We talked with our advisory team about the upcoming school year and what it means for school wide culture. This is what we learned.
By 
Liveschool Team
 | 
April 12, 2021
Register Now

About the Event

There will likely be few years like 20/21 for educators — a year where the playbook got thrown out and schools had to create a whole new model for educating students. But as we look forward to the 21/22 school year with the COVID pandemic steadily ebbing, there's a unique new set of expectations.

The LiveSchool Council is a group of twenty volunteer teachers, school administrators, and counselors who serve as our team's advisors. We recently asked them how they're thinking about the upcoming school year. Here's what we learned.

Hoping for a "normal" school year, but staying flexible.

If this school year has taught educators anything, it's that plans can and will change. Most of our Council expressed real hope about next year — but they also aren't setting any plans in stone.

The good news: many schools have already learned to be flexible. "We survived going back to school during a pandemic — we can do this!" says Nicky Clark (STEM Teacher in Kingsway Elementary in Port Charlotte, Florida). "I'm making my plans, but nothing is confirmed until we hear from admin," says one of our Counselor Council members from a public school in Ohio.

The takeaway: start to plan, but keep those plans flexible.

Anticipating the supports students will need as they continue to adapt.

In 20/21 we asked students to adapt to change — and our Council members point out that many of them succeeded. "Our students' capacity for independent learning is far more prominent than it was in the past," says Paul Kennedy (Director of Scholar Advancement and School Programs at Global Leadership Academy West).

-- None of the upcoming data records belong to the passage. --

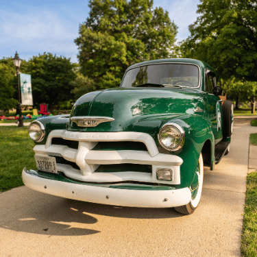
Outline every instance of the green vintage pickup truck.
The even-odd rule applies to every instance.
[[[25,168],[23,182],[76,200],[193,213],[204,166],[213,170],[229,151],[232,108],[221,93],[199,60],[134,64],[119,88],[82,96],[71,115],[30,124],[38,169]]]

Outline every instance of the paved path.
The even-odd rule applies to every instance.
[[[0,194],[1,256],[240,256],[249,135],[235,121],[230,152],[204,169],[197,210],[110,206],[25,186]]]

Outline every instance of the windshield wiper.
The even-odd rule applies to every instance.
[[[151,87],[151,88],[154,88],[154,87],[160,87],[160,88],[164,88],[164,87],[171,87],[171,88],[183,88],[183,86],[180,86],[180,85],[171,85],[171,84],[154,84],[154,83],[145,83],[145,84],[141,84],[140,85],[136,85],[135,86],[135,87],[140,87],[140,86],[142,86],[142,87]]]
[[[162,86],[169,86],[171,88],[182,88],[183,87],[183,86],[180,86],[180,85],[171,85],[171,84],[163,84]]]
[[[142,87],[151,87],[151,88],[154,88],[154,87],[160,87],[160,88],[163,88],[164,86],[164,85],[162,85],[161,84],[154,84],[154,83],[145,83],[145,84],[141,84],[140,85],[136,85],[136,86],[134,86],[135,87],[139,87],[139,86],[142,86]]]

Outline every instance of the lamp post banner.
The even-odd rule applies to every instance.
[[[20,73],[21,104],[23,106],[33,106],[32,75]]]

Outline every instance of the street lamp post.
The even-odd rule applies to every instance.
[[[17,51],[15,53],[14,58],[12,59],[14,64],[16,67],[17,73],[17,82],[18,82],[18,92],[19,92],[19,105],[18,105],[18,113],[19,113],[19,119],[18,119],[18,127],[23,127],[23,115],[21,113],[21,85],[20,85],[20,78],[19,76],[19,68],[21,66],[22,60],[19,57]]]

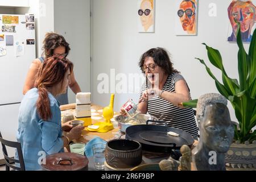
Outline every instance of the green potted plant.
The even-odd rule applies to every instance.
[[[239,127],[236,127],[234,143],[230,146],[226,160],[230,168],[236,169],[256,168],[256,29],[250,44],[249,53],[245,51],[242,41],[240,24],[238,23],[237,43],[239,82],[237,79],[230,78],[224,69],[220,52],[206,44],[209,60],[212,64],[222,73],[222,84],[213,75],[203,60],[196,58],[204,64],[209,75],[215,81],[217,89],[221,94],[230,101],[235,110]],[[197,100],[183,102],[184,106],[196,107]],[[241,149],[245,147],[246,149]],[[241,150],[236,150],[238,147]],[[249,159],[245,159],[249,157]],[[238,159],[232,160],[233,159]],[[243,163],[241,160],[245,159]]]

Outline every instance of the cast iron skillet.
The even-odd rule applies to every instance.
[[[148,125],[148,122],[163,123],[166,126]],[[167,134],[169,131],[175,132],[179,136],[170,135]],[[184,144],[190,146],[194,142],[194,139],[188,133],[168,127],[164,121],[152,120],[147,121],[146,125],[128,127],[125,138],[141,143],[143,150],[155,152],[170,153],[174,149],[180,149]]]

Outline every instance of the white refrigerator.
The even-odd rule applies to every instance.
[[[36,58],[33,15],[0,14],[0,131],[16,141],[18,115],[25,78]],[[14,156],[15,150],[8,150]],[[0,164],[3,162],[0,145]]]

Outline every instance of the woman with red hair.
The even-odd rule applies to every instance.
[[[69,141],[81,135],[82,126],[74,127],[63,136],[63,130],[70,130],[72,125],[61,126],[59,104],[55,98],[65,93],[72,71],[73,64],[65,58],[47,59],[40,67],[35,88],[22,100],[16,136],[26,170],[40,169],[42,155],[64,152]]]

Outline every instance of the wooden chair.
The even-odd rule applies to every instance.
[[[11,168],[14,170],[25,171],[25,164],[24,163],[23,155],[22,154],[20,143],[19,142],[9,141],[3,139],[1,132],[0,142],[2,144],[2,149],[5,156],[6,170],[10,171],[10,168]],[[15,148],[16,149],[19,159],[18,160],[14,159],[8,156],[8,153],[7,152],[6,146]],[[14,165],[11,164],[14,163],[19,164],[19,167],[18,165],[15,166],[15,164]]]

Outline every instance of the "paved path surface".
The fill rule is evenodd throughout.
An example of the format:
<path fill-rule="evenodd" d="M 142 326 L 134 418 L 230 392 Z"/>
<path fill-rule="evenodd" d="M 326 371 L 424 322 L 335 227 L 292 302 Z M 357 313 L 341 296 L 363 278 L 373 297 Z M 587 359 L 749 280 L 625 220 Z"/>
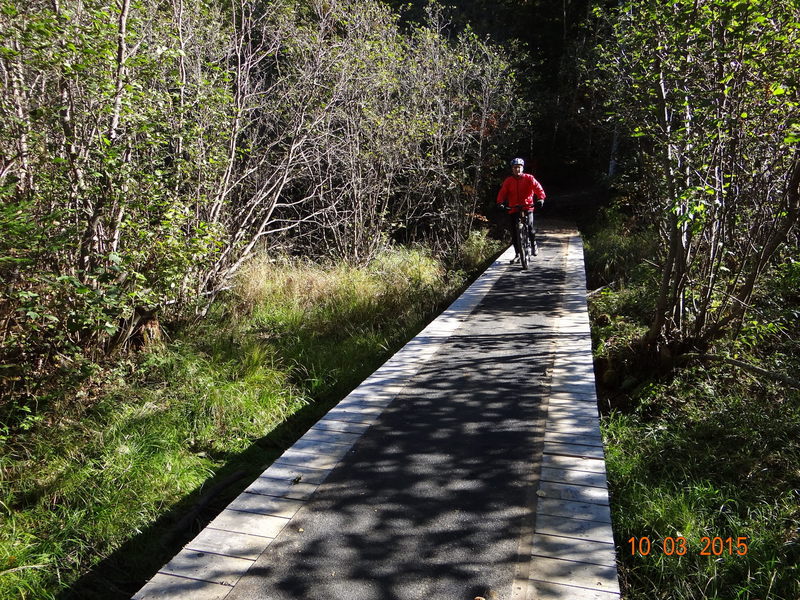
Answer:
<path fill-rule="evenodd" d="M 134 598 L 618 598 L 582 245 L 543 229 Z"/>

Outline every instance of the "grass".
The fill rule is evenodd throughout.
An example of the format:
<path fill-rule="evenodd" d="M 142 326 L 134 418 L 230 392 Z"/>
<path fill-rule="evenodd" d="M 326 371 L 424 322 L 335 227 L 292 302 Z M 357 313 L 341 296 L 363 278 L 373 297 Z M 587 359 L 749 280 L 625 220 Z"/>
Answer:
<path fill-rule="evenodd" d="M 129 598 L 465 281 L 421 248 L 263 257 L 202 322 L 94 369 L 0 451 L 0 600 Z"/>
<path fill-rule="evenodd" d="M 624 598 L 796 600 L 800 390 L 724 364 L 637 370 L 633 351 L 646 331 L 653 272 L 642 255 L 634 265 L 616 251 L 606 261 L 615 236 L 628 236 L 624 220 L 611 224 L 602 243 L 590 240 L 587 262 L 597 281 L 614 282 L 593 297 L 590 314 Z M 624 276 L 605 268 L 614 261 Z M 796 264 L 776 267 L 752 319 L 712 352 L 790 375 L 800 370 Z M 638 546 L 644 537 L 652 544 L 646 555 Z M 683 556 L 669 552 L 667 538 L 678 537 L 686 540 Z M 715 552 L 703 538 L 732 544 Z M 746 554 L 737 552 L 738 538 L 746 538 Z"/>

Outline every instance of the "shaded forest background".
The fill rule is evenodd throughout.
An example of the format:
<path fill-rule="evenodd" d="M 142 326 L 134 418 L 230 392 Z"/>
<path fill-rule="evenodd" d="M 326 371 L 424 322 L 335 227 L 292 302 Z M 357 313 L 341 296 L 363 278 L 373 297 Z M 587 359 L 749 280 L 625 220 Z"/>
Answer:
<path fill-rule="evenodd" d="M 798 387 L 796 2 L 453 4 L 2 1 L 0 500 L 8 526 L 0 575 L 12 581 L 9 594 L 52 597 L 127 539 L 113 518 L 92 515 L 96 507 L 86 511 L 91 518 L 65 508 L 93 502 L 88 492 L 70 494 L 114 471 L 103 461 L 119 458 L 120 448 L 135 449 L 129 438 L 142 427 L 132 433 L 120 425 L 125 441 L 113 450 L 76 450 L 89 438 L 113 438 L 113 411 L 166 407 L 165 415 L 177 411 L 175 423 L 195 427 L 159 433 L 148 413 L 142 423 L 163 439 L 142 438 L 152 455 L 142 464 L 158 458 L 153 448 L 170 436 L 181 458 L 118 464 L 126 477 L 141 466 L 144 487 L 164 464 L 192 473 L 183 483 L 171 477 L 171 495 L 150 498 L 147 514 L 131 513 L 150 522 L 242 451 L 254 431 L 302 410 L 307 398 L 292 396 L 297 381 L 314 398 L 348 385 L 326 380 L 342 364 L 302 362 L 311 347 L 341 353 L 326 318 L 363 325 L 368 343 L 359 338 L 344 355 L 361 368 L 364 356 L 388 351 L 417 326 L 410 313 L 435 310 L 442 291 L 454 291 L 443 273 L 491 253 L 487 223 L 512 156 L 525 158 L 544 183 L 551 214 L 569 192 L 597 192 L 569 216 L 589 234 L 606 408 L 644 411 L 646 429 L 672 402 L 653 390 L 672 393 L 677 384 L 664 378 L 684 376 L 687 364 L 735 366 L 756 374 L 758 385 Z M 344 282 L 338 286 L 308 265 L 286 267 L 305 258 L 354 271 L 331 268 Z M 242 300 L 250 292 L 241 281 L 259 290 L 258 300 Z M 318 305 L 298 301 L 302 290 Z M 267 296 L 275 306 L 265 308 Z M 349 308 L 331 308 L 332 299 Z M 296 312 L 287 316 L 281 303 L 297 304 Z M 387 305 L 394 314 L 378 310 Z M 399 314 L 402 332 L 375 333 L 376 322 Z M 159 345 L 182 331 L 208 344 L 191 348 L 196 354 L 182 354 L 190 343 L 175 353 Z M 263 370 L 279 362 L 263 340 L 278 340 L 290 376 Z M 191 387 L 178 400 L 161 391 L 138 397 L 124 386 L 101 398 L 108 382 L 126 377 L 140 387 L 153 373 L 199 379 L 216 368 L 209 356 L 230 369 L 222 376 L 230 394 L 210 404 L 187 408 L 198 396 Z M 252 412 L 237 405 L 237 422 L 225 410 L 233 412 L 231 398 L 246 395 L 236 386 L 251 376 L 253 389 L 269 379 L 284 391 L 275 392 L 278 408 L 268 418 L 263 397 Z M 785 431 L 772 440 L 780 438 L 782 454 L 764 464 L 780 464 L 786 475 L 777 483 L 751 477 L 752 490 L 772 490 L 790 507 L 781 508 L 788 524 L 770 542 L 778 558 L 754 567 L 769 582 L 776 561 L 796 556 L 792 428 L 800 421 L 791 394 L 767 388 L 740 392 L 763 401 L 763 414 L 783 411 L 776 418 Z M 691 413 L 682 404 L 690 394 L 679 395 L 671 409 Z M 711 403 L 701 400 L 698 412 Z M 198 432 L 205 425 L 195 413 L 219 428 Z M 61 438 L 74 444 L 60 447 Z M 768 471 L 747 460 L 750 474 Z M 725 476 L 751 468 L 742 464 Z M 41 475 L 31 476 L 36 469 Z M 763 503 L 753 494 L 760 499 L 743 499 L 741 512 L 751 500 Z M 118 501 L 100 512 L 134 510 Z M 620 496 L 619 505 L 626 501 Z M 69 539 L 56 541 L 33 525 L 62 509 L 67 516 L 56 515 L 51 530 L 81 519 L 102 525 L 64 526 Z M 641 524 L 630 527 L 641 534 Z M 738 568 L 730 567 L 731 581 Z M 630 569 L 632 580 L 638 572 Z M 787 598 L 797 591 L 791 574 L 776 581 Z"/>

But coming back to the building means another round of adaptations for students. Paul continues: "Right now, students have more independence than ever. They're able to complete assignments at their pace, eat or go to the bathroom when they need, and so on. These new norms will need to be re-addressed as we reenter the buildings. Our culture and climate shifted last year, and it will have to shift again."

The pace of a school day may also be a huge difference between 20/21 and 21/22. "To be honest, I think the biggest challenge will be getting our scholars adjusted to the stamina needed for a full day in the building." says Teron McFadden (Assistant Principal of Healthy Start Academy Charter School in Durham, NC).

Starting conversations now about our school-wide cultural values.

Our Council members point out that supporting students will require their team to be organized and consistent about their school's cultural values. The right values are critical to help students re-adapt.

Kim Wood, Behavior Analyst and PBIS Coach in Placer County, CA, says that these conversations are already starting in her schools. "21/22 represents a challenge and an opportunity. School-wide culture will need emphasis on strengthening and re-building connections, engagement, and collaboration between students and staff. We've been talking about how to operationally define what that looks like so we can ramp up our SEL support, pre-teaching, and acknowledgement of concrete skills when seen in students and staff."

Many schools adapted their behavioral expectations in 2020 to add recognition for things like resilience and perseverance. There's a feeling that these kinds of expectations will stay on their rubrics.

Identifying a few key cultural values will rise in prominence.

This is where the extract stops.